Single Point of Failure




According to my computer engineering husband, it’s important to find the weak spot in the computer software—that should it fail—causes all the other spots in the system to cramp up, keel over, and die. 

That weak spot is a pimple on the butt of everything—sort of. Or it’s the string on the collar of that made-in-China shirt. Give it a quick tug and the sleeves fall off. 

This weak link is called the single point of failure. 

It’s the single piece of broken crud in your life that is responsible for the systemic destruction of all the other crud in your life that you hold dear.

In our world the single point of failure is a tire on a John Deere garden cart. It’s flat. And that ruins everything—absolutely everything.

That tire is our single point of failure.

We have horses. They poop. A lot. They poop a lot in the barn. And as I have stated in the past, farming is the business of purchasing animals that poop and then moving their poop around. Our John Deere garden cart is the official poop mover. I NEED that cart to move poop, or the poop builds up to gargantuan, mountainous proportions that threaten to avalanche onto small children, burying them alive. I mean it.

One tire went flat on the garden cart. My husband pumped it up. It went flat again. He filled it with magic blow up stuff. It went flat again. He took the wheel off and dragged it to the John Deere tractor repair shop, run by the meanest married couple on the face of the entire earth. 

No really. This couple is so mean that we play Rock-Paper-Scissors to decide who has to go and drop off the flat tire.

Sherwood lost. 

He took the tire to the shop. The shop was closed. Seems the John Deere repair shop couple were so mean John Deere had to shut them down and put them out of business.
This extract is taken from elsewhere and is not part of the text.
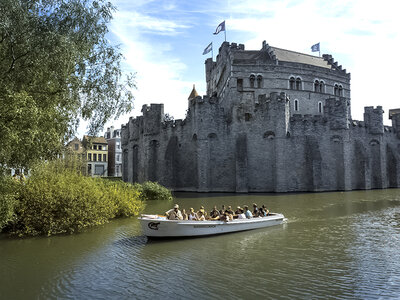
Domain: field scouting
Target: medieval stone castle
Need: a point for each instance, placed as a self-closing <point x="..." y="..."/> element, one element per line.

Burned the repair shop to the ground and sowed the acres with salt. (No, I made that last bit up.) 

Meanwhile, the poop pile continued to build.

“The John Deere repair shop couple were so mean, they’re out of business,” he said, holding the still flat garden cart tire.

“Now what?”

The poop pile grew another foot while we talked.

“Well, I thought about buying another whole wheel deal, but it’s about the cost of the whole darn cart.”

“Now what?”

The top of the poop pile shook loose, rumbling to the barn floor. Road apples danced and rolled near our feet.

“How about using the wheelbarrow?” he said.

“It has a flat tire.”

“A horse! A horse! My kingdom for a horse!” 

Exactly, or in our case it’s, “A tire! A tire! My kingdom for a tire!”

Before the whole kingdom fills up with poop and tips over like the island of Guam if you put too many marines on it. 

(During a House committee meeting, Rep. Hank Johnson of Georgia said he feared that stationing 8,000 Marines on Guam would cause the island to "become so overly populated that it will tip over and capsize.") True Story!!


Single point of failure? How about the whole darn federal government?